The first part of the forecast is a weather forecast for the three month 'target season'. The workflow would be something like:
- Download System5 data for the area from Copernicus. Just 25 members (to match the hindcast period), or all 50 if that's easier. Just precipitation and air temperature is fine for now.
- Using a similar workflow to that used in the original Voila app (put together before Ireland), calculate the proportion of S5 members in each of the three terciles. Use this to populate the 'Likelihood' column in the layout template.
- Work out which the most likely tercile is. Use to generate a string variable, most_likely_tercile (see first column in the forecast table for possible string descriptions of the terciles for temperature and precipitation)
- Also work out least_likely_tercile
- Read in the historic ROCSS values (calculated in the met_data_processing notebooks, by comparing S5 and ERA5), and use to populate the 'Historic skill' ROCSS column in the layout. NB different scores for each season/met variable/tercile. If the ROCSS was significant, set the text in this column to 'Some skill', if it's not significant, set text to 'None'
- Generate 'overall confidence' scores. For each tercile, combine the 'Likelihood' and 'Historic skill' columns (see the 'Confidence score guide' table in the layout word document), and then pick out value for most and least likely terciles:
    * Overall confidence score, confidence that most likely tercile will happen
    * Overall confidence score that the least likely tercile won't happen
- Combine information across terciles and from the two kinds of 'overall confidence' score to generate a single forecast text summary, for the 'Forecast summary' column in the table. E.g. of pseudocode:

        if confidence score for most and least likely terciles is 'None' or 'very low':
            print(“Forecast confidence is too low to make %s predictions for the coming season” %weather_variable)

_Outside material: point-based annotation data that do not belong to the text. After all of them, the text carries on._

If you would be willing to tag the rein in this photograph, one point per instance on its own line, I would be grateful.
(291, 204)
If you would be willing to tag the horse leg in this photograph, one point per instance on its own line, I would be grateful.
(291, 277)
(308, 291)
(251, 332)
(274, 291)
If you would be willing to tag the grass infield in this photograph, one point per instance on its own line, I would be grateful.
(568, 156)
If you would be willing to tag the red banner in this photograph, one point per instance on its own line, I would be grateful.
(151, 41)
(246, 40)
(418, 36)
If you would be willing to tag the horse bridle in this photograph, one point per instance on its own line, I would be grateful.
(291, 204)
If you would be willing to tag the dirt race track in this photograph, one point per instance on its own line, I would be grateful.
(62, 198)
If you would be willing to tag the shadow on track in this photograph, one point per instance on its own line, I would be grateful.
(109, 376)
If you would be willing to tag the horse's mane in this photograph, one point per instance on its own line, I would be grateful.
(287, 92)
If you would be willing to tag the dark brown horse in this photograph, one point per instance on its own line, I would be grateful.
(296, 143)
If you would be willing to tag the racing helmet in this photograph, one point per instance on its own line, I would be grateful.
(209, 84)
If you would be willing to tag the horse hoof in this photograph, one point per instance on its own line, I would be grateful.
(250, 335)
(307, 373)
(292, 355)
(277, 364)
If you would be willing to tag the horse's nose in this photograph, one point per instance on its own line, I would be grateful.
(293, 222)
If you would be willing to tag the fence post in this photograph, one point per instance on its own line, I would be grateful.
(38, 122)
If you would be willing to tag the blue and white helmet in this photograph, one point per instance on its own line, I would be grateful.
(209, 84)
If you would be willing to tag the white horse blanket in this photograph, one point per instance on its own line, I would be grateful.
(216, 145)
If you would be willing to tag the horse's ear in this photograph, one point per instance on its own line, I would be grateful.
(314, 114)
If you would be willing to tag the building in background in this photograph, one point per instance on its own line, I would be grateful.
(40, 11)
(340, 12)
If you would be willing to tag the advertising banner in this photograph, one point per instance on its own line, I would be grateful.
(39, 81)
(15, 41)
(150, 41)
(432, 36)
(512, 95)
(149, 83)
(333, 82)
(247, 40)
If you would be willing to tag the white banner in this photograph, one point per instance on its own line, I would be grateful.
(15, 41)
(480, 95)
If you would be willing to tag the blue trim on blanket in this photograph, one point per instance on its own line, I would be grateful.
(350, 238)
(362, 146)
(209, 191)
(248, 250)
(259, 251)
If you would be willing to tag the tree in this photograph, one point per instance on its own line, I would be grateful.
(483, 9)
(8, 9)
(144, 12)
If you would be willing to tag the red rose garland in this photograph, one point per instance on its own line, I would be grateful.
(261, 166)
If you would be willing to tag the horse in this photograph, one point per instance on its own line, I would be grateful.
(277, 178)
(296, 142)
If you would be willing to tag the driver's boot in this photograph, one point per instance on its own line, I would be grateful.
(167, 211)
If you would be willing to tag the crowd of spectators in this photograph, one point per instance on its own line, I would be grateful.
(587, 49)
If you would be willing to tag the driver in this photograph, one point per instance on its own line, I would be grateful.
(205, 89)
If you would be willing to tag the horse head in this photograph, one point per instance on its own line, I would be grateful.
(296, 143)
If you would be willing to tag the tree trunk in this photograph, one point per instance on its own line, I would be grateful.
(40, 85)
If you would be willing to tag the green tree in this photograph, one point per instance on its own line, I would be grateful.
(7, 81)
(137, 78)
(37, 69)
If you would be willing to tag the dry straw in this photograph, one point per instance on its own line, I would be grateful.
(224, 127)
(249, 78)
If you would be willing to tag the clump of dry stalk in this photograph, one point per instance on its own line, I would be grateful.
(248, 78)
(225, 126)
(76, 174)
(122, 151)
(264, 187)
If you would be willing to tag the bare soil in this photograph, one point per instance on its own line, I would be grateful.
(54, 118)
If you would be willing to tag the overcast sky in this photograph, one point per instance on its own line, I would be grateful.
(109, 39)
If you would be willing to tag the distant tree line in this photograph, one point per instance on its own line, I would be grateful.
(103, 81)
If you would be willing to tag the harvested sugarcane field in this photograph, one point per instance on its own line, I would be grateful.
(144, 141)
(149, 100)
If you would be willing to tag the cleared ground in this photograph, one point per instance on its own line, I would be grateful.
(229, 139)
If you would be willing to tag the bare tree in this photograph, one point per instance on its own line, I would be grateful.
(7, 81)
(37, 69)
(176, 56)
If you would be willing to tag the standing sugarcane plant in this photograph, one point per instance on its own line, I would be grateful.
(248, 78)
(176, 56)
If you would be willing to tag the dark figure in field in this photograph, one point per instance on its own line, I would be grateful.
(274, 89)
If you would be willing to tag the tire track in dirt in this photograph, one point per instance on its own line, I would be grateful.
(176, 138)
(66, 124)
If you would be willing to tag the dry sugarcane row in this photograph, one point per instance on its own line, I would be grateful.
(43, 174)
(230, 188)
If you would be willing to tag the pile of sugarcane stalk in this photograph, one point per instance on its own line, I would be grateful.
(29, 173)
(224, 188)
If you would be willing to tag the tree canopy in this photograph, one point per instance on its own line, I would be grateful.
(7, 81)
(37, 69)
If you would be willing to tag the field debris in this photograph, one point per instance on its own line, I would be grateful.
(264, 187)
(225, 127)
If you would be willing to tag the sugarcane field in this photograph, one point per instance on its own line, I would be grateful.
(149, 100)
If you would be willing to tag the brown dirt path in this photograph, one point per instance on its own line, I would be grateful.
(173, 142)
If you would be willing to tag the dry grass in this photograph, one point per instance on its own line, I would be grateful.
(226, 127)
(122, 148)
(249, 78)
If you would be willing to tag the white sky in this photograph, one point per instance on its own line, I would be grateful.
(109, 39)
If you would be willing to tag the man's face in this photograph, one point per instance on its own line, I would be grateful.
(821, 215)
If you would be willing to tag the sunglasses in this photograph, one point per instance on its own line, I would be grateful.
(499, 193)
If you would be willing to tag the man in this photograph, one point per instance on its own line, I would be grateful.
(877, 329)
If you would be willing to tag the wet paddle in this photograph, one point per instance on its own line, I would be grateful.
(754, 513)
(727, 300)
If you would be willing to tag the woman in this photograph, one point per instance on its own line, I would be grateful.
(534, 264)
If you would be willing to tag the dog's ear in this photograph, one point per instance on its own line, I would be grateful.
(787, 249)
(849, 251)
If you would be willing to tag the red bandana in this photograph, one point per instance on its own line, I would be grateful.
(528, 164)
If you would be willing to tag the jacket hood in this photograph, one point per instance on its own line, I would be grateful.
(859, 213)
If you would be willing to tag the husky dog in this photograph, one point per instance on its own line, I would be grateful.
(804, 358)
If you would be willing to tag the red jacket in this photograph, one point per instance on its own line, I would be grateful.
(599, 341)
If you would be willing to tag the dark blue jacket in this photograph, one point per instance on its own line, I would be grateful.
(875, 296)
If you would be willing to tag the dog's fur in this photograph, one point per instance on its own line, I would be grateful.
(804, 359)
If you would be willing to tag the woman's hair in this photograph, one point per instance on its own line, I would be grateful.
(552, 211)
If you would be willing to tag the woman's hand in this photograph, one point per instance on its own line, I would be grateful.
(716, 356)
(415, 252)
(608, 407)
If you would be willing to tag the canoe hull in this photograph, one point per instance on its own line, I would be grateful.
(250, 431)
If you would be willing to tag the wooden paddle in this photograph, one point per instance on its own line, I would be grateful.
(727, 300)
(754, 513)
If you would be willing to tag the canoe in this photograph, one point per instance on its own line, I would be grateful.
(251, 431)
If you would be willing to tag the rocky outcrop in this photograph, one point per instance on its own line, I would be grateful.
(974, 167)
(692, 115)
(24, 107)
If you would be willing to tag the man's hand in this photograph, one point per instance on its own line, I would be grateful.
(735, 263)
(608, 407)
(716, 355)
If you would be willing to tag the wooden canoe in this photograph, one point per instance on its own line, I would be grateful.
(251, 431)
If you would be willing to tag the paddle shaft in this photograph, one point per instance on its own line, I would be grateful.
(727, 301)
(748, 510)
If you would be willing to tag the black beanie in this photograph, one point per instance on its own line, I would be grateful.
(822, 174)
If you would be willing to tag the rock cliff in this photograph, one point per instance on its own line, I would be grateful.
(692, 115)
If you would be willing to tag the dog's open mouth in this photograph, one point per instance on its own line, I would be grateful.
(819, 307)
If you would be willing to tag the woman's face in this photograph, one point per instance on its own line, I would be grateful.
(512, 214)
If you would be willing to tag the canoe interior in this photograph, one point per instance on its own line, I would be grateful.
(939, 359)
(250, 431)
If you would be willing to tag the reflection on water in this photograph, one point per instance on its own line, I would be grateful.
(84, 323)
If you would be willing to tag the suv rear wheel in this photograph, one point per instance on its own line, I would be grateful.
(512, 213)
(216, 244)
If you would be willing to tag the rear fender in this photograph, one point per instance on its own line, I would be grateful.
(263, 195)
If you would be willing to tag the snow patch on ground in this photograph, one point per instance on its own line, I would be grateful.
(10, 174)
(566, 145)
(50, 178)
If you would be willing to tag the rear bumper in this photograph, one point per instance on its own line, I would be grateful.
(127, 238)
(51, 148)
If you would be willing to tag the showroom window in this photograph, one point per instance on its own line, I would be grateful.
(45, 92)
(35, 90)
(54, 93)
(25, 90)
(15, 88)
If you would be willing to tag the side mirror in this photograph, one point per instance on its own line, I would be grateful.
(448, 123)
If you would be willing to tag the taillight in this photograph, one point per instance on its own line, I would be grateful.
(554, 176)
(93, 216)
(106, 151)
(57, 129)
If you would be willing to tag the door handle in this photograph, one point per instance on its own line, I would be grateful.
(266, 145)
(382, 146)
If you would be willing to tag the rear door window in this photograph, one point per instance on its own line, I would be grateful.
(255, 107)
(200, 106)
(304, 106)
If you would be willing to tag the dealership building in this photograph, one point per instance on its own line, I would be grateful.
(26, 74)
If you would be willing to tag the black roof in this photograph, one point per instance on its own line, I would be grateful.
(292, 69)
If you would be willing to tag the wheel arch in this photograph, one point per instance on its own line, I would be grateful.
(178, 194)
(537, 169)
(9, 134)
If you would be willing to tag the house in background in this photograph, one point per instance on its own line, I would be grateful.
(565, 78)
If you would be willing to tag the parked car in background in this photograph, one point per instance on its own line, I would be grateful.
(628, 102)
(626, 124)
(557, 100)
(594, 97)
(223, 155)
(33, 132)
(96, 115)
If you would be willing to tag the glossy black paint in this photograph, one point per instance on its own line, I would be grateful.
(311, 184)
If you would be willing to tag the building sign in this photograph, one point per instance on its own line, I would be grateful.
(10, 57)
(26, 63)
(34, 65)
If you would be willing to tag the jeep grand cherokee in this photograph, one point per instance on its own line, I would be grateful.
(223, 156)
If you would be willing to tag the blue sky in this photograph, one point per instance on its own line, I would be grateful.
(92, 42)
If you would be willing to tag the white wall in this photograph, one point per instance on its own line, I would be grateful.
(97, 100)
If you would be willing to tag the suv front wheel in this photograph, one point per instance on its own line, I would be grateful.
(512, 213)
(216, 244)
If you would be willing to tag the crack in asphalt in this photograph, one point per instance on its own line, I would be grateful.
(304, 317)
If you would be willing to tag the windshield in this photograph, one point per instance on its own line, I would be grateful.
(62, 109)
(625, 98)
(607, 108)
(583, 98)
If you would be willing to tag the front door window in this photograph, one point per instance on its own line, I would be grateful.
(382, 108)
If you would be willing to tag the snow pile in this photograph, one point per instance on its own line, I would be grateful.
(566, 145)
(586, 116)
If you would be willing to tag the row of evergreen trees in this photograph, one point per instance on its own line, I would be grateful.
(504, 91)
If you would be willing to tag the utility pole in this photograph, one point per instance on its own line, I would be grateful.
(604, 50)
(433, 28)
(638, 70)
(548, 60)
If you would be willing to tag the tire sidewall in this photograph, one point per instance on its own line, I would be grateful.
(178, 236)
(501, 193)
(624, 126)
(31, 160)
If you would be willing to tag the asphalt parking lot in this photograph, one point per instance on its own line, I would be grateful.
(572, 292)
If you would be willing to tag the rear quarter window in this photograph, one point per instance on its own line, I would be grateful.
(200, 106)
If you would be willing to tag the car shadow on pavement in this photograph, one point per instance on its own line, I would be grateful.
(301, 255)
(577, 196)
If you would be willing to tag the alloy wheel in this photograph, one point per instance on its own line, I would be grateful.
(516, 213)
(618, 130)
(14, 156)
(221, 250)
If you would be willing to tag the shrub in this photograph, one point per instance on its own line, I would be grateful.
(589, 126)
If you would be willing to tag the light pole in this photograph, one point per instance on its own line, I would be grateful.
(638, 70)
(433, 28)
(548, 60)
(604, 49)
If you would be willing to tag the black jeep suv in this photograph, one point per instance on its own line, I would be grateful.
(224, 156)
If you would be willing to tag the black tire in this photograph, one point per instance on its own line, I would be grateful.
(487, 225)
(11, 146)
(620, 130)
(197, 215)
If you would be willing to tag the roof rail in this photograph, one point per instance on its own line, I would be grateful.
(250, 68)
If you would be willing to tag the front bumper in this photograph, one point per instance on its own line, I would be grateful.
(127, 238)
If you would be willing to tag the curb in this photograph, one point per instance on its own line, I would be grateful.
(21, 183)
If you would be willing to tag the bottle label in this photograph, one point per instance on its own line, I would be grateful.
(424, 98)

        if confidence score for most likely tercile is low, medium or high:
            print(“There is %s confidence that the coming sesason will be %s” %(confidence_score_most_likely, most_likely_tercile))
        if confidence score for least likely tercile is medium or high:
            print(“There is %s confidence that the coming sesason will not be %s” %(confidence_score_least_likely, least_likely_tercile))
         
Feel free to modify this in any way though, it's possible I've made mistakes, or that things could be done better! If you do change anything, make sure to change both the layout and the accompanying text guidance doc too.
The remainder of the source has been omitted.